European Automakers Say ‘Psychological’ Barriers of Fueling Electric Cars Can Be Overcome
Development of a public network of recharging points will be critical to the public’s acceptance of a mass rollout of pure electric vehicles despite evidence that such networks are not actually needed, according to automakers Toyota Motor Corp. and Nissan Motor Co. Ltd.
With Nissan poised to start commercial marketing of its Leaf pure electric family car and Toyota road-testing its plug-in Prius hybrid, with a rollout planned for 2012, countries around the world are beginning to work on expensive public urban recharging networks.
“For electric vehicles, recharging infrastructure is essential in a way that it is not for plug-in hybrids, despite the fact that we all know that in most cases — where they can — people will recharge at home overnight,” Graham Smith, managing director of Toyota Motor Europe’s London office, told ClimateWire.

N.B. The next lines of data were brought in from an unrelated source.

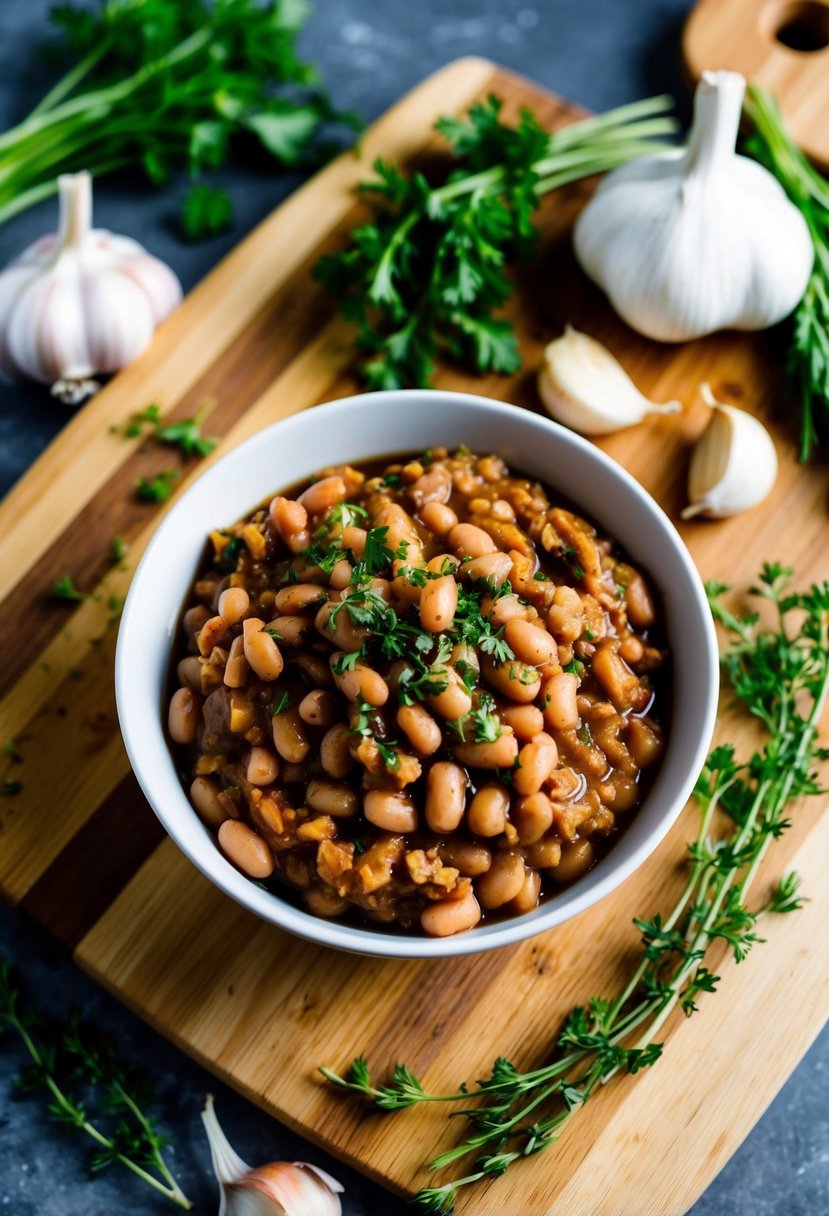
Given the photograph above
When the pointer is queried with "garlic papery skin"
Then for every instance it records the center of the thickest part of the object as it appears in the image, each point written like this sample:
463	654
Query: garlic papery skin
697	240
582	386
83	300
281	1188
733	465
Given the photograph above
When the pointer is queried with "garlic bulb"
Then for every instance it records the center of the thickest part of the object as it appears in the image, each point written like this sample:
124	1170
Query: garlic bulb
82	300
697	240
281	1188
582	386
733	465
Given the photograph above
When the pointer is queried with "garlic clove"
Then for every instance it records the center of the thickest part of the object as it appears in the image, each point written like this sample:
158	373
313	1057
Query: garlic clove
280	1188
82	300
582	386
733	465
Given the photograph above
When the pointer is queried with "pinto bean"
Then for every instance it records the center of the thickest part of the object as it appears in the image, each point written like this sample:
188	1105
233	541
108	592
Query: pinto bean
323	495
332	798
298	598
246	849
360	682
263	766
576	860
468	857
289	519
468	540
289	737
536	761
233	602
446	795
558	698
439	602
530	642
488	811
620	684
455	701
319	708
439	518
446	917
491	568
236	669
419	728
390	810
210	634
185	715
334	753
498	754
525	720
502	882
512	679
339	629
292	630
189	673
204	795
261	651
545	854
533	816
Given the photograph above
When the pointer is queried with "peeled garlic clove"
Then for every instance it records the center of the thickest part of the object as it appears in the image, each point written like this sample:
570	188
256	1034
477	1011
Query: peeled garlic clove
82	300
281	1188
582	386
733	466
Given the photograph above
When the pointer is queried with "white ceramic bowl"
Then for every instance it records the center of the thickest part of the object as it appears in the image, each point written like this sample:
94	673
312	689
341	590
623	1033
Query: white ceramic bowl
377	424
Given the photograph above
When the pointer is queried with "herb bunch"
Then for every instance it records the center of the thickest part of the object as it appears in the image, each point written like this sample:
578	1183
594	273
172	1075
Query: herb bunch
89	1088
780	675
168	86
428	274
808	352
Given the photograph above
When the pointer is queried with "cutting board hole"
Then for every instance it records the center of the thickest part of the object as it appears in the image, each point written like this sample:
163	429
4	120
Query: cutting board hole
801	27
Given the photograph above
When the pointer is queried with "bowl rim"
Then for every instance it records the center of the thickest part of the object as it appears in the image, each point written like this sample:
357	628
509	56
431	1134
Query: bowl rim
378	943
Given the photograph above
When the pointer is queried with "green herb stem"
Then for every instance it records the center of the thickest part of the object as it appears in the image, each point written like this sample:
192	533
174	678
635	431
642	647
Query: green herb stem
782	676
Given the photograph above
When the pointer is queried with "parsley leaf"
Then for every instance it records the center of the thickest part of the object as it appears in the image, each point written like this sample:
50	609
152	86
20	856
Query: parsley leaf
206	210
65	589
157	489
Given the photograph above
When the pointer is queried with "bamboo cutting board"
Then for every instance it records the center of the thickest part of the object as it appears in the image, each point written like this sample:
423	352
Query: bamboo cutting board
84	856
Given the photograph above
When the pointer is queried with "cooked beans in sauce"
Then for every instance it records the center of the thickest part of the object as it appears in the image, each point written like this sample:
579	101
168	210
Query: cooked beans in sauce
418	693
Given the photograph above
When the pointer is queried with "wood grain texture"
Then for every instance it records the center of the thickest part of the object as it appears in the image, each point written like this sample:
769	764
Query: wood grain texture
255	1006
744	35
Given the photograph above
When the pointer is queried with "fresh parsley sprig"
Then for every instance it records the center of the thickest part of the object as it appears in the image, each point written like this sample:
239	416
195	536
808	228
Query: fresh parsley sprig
169	86
780	674
808	352
79	1070
426	276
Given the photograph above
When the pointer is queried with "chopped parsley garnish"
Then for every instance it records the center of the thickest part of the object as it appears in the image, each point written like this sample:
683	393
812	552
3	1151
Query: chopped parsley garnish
65	589
157	489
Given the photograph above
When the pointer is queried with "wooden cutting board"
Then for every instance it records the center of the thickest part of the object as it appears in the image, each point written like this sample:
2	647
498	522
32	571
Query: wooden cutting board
83	855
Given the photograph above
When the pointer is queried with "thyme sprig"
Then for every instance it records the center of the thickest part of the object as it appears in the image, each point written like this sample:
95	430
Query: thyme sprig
77	1069
780	675
807	361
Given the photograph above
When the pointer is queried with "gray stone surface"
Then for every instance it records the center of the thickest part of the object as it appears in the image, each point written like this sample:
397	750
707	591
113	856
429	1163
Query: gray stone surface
599	52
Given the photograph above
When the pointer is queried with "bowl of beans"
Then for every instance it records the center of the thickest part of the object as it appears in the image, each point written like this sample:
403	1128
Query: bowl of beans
416	674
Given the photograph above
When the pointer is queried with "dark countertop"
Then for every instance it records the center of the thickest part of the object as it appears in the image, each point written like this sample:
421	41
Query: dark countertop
599	52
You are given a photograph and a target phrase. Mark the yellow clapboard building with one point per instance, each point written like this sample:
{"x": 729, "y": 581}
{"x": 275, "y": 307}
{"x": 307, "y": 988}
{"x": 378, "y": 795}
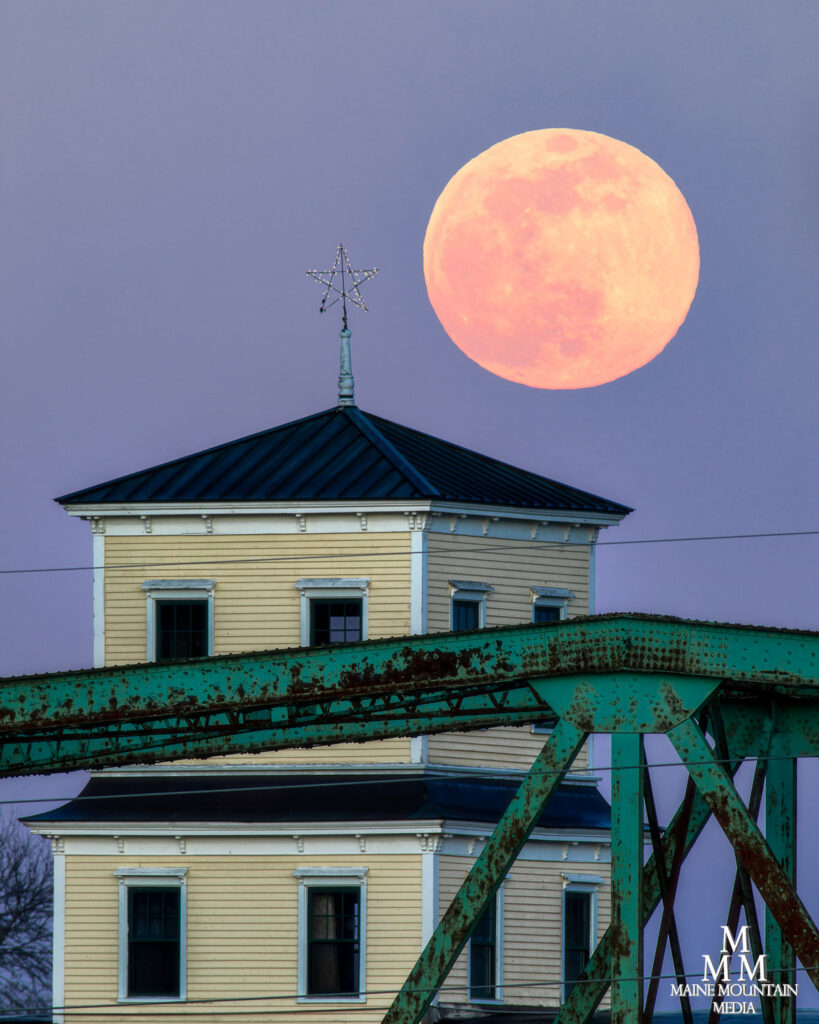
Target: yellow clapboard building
{"x": 302, "y": 885}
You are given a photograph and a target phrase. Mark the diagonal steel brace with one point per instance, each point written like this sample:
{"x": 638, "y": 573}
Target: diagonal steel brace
{"x": 488, "y": 871}
{"x": 683, "y": 830}
{"x": 749, "y": 845}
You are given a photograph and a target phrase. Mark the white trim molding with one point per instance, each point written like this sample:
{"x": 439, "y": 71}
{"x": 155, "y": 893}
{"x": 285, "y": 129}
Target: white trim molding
{"x": 589, "y": 885}
{"x": 98, "y": 561}
{"x": 315, "y": 588}
{"x": 499, "y": 953}
{"x": 419, "y": 547}
{"x": 175, "y": 590}
{"x": 470, "y": 590}
{"x": 152, "y": 878}
{"x": 342, "y": 878}
{"x": 551, "y": 597}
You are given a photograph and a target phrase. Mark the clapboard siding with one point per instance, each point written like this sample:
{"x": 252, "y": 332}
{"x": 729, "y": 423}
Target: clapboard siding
{"x": 531, "y": 928}
{"x": 512, "y": 567}
{"x": 256, "y": 604}
{"x": 242, "y": 931}
{"x": 502, "y": 748}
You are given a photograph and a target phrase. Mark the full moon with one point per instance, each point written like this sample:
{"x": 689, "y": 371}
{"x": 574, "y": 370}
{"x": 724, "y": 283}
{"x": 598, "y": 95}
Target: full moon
{"x": 561, "y": 258}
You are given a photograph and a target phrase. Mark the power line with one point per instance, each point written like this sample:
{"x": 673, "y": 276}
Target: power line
{"x": 458, "y": 551}
{"x": 391, "y": 992}
{"x": 324, "y": 784}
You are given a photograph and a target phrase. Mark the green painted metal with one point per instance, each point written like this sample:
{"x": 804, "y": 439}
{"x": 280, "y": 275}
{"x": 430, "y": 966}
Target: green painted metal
{"x": 623, "y": 674}
{"x": 681, "y": 834}
{"x": 780, "y": 832}
{"x": 628, "y": 701}
{"x": 628, "y": 838}
{"x": 405, "y": 686}
{"x": 792, "y": 726}
{"x": 486, "y": 658}
{"x": 749, "y": 845}
{"x": 488, "y": 871}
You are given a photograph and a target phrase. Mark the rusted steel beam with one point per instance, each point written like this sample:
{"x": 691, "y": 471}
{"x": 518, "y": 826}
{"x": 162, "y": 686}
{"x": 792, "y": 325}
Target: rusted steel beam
{"x": 766, "y": 872}
{"x": 647, "y": 701}
{"x": 591, "y": 646}
{"x": 167, "y": 739}
{"x": 486, "y": 875}
{"x": 737, "y": 897}
{"x": 626, "y": 931}
{"x": 780, "y": 830}
{"x": 667, "y": 888}
{"x": 748, "y": 904}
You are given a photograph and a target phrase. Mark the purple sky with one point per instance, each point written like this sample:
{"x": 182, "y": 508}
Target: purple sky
{"x": 171, "y": 168}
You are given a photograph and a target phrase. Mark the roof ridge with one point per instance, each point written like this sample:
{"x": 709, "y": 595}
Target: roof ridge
{"x": 196, "y": 455}
{"x": 500, "y": 462}
{"x": 388, "y": 450}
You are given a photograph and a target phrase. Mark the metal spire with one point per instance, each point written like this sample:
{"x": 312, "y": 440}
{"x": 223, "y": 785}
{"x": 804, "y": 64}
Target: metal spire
{"x": 350, "y": 280}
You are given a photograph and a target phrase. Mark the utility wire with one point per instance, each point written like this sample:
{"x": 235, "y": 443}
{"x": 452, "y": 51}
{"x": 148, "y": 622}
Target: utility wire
{"x": 372, "y": 554}
{"x": 403, "y": 775}
{"x": 445, "y": 989}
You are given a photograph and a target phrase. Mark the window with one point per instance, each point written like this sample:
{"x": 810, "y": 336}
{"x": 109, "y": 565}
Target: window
{"x": 179, "y": 619}
{"x": 576, "y": 937}
{"x": 468, "y": 604}
{"x": 334, "y": 610}
{"x": 546, "y": 613}
{"x": 466, "y": 615}
{"x": 180, "y": 630}
{"x": 334, "y": 941}
{"x": 335, "y": 622}
{"x": 550, "y": 604}
{"x": 484, "y": 953}
{"x": 152, "y": 933}
{"x": 579, "y": 925}
{"x": 332, "y": 933}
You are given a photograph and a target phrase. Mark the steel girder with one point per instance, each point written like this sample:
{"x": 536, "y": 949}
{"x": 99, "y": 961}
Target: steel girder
{"x": 756, "y": 689}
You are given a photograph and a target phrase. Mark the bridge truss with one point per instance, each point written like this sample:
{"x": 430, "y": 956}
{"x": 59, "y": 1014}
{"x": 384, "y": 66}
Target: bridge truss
{"x": 722, "y": 694}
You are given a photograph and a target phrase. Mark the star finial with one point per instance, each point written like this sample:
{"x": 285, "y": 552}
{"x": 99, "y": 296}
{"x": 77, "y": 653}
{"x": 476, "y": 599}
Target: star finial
{"x": 350, "y": 280}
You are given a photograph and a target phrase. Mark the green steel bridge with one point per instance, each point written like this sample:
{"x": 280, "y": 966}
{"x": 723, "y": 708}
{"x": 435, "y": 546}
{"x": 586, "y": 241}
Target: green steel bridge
{"x": 722, "y": 694}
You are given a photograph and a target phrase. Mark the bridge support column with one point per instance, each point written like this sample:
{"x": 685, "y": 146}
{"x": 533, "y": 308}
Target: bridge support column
{"x": 772, "y": 882}
{"x": 780, "y": 828}
{"x": 627, "y": 878}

“We know there is consumer resistance to buying an electric vehicle in the absence of public recharging points,” he said. “There are many, many issues such as standardization of the charging infrastructure — whether it is AC or DC [alternating current or direct current] — and others that are in play in the U.K., Europe and globally. But we can’t see it as dramatically insurmountable to develop this infrastructure.”
In the United States, where states and cities have begun to install charging stations, engineers call the fear of running out of juice “range anxiety.” In Europe, where distances to be traveled are generally shorter, it is being described as a psychological barrier, but one that can be crossed.
If public recharging networks aren’t available, the plug-in hybrid has an edge over the pure electric vehicle because it contains both an internal combustion engine and an electric one and can use either or both at the same time.